The recommendations are among a range of safety measures called for in a road safety report adopted by the parliament. The aim is to cut road deaths across the EU by half, to about 17,500, by 2020.
Among the in-car gadgets recommended by the report is the “alcolock” which needs to be retaken every time someone sits on the driver seat to prevent drivers switching position with passengers.
The report also recommends the introduction of a range of satellite-enhanced detectors identifying inappropriate speed and sleepiness of drivers.
A number of EU states have introduced such devices on a pilot basis, while some larger car makers, such as BMW, have their own emergency call centre to which the vehicle will send its location in the event of an incident.
Also included is a plan to reduce speeds in towns and cities to 30km/h and to introduce measures to make it compulsory for pedestrians to wear high-visibility jackets on rural roads.
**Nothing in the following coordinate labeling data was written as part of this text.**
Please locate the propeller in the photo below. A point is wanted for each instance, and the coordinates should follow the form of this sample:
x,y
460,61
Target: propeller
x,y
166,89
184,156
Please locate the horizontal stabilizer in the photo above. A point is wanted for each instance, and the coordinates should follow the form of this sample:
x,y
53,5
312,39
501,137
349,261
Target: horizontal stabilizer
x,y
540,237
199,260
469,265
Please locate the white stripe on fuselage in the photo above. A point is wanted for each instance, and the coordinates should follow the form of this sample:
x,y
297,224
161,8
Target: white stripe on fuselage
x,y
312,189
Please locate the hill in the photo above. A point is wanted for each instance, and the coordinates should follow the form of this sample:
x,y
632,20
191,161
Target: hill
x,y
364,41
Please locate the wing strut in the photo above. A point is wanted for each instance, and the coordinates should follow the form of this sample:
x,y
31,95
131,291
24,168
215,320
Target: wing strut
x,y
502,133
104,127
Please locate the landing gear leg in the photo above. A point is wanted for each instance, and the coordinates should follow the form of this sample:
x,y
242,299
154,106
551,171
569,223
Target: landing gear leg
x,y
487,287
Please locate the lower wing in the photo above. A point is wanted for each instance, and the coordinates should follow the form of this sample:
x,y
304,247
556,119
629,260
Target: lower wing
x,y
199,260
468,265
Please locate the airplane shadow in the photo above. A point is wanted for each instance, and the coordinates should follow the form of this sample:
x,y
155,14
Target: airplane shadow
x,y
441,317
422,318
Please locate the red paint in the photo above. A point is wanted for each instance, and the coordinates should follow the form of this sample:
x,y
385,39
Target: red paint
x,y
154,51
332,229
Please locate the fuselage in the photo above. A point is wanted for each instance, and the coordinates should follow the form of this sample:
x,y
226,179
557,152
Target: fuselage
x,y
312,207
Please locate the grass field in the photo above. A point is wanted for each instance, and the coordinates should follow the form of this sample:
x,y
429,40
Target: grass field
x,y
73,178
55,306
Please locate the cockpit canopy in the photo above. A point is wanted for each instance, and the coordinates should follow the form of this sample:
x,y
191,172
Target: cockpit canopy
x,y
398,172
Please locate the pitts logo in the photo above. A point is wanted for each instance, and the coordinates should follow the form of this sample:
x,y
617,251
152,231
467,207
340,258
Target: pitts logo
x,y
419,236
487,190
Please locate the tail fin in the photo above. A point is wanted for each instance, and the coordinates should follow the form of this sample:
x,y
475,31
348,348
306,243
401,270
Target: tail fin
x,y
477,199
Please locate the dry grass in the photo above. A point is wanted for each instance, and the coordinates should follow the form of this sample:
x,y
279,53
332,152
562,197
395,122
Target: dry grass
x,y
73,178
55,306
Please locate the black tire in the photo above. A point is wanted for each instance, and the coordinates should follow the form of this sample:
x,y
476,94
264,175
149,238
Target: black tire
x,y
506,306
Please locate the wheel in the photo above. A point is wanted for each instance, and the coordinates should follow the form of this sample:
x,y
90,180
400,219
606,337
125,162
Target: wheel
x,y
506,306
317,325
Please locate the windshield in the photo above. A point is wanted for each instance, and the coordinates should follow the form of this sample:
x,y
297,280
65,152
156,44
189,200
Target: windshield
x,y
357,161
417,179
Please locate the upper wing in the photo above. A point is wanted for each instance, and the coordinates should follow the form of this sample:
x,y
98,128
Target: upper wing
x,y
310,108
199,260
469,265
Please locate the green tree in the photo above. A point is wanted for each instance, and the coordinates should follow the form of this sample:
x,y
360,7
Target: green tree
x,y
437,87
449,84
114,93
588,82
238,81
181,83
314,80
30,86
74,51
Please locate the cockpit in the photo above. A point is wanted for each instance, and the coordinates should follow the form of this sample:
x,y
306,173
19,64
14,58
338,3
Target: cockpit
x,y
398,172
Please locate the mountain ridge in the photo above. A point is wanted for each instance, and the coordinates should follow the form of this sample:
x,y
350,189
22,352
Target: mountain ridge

Also in the report is a recommendation to enhance the deployment of intelligent transport systems – overhead, roadside and radio messages advising drivers of a range of issues from weather conditions to travel times and crashes ahead.
The report urges the European Commission to ensure that road signs, highway codes and blood alcohol limits be harmonised throughout the EU by 2013.
Ireland West MEP Jim Higgins said yesterday that he included in the parliament’s report a section calling for an EU ban on texting and internet browsing while driving and a pan-European requirement for vision-testing. “In some member states it is currently not an offence to drive while using your mobile phone while in a number of states vision tests were not a requirement.
“We need a common cross-border approach to this. Bad driver behaviour doesn’t stop at national borders,” he told the parliament.
Mr Higgins also said the families of three young Irish women killed in road crashes had complained to him their daughters had been killed on stretches of road which were unfit for purpose due, they claimed, to lack of proper signage.
He said when a road was certified for safety purposes, “an engineer comes out, inspects his own work and approves a road as safe for use”, but “today the European Parliament has said that this is wrong”.
The parliament’s proposals will now be considered by the European Commission in drafting its legislative framework for road safety.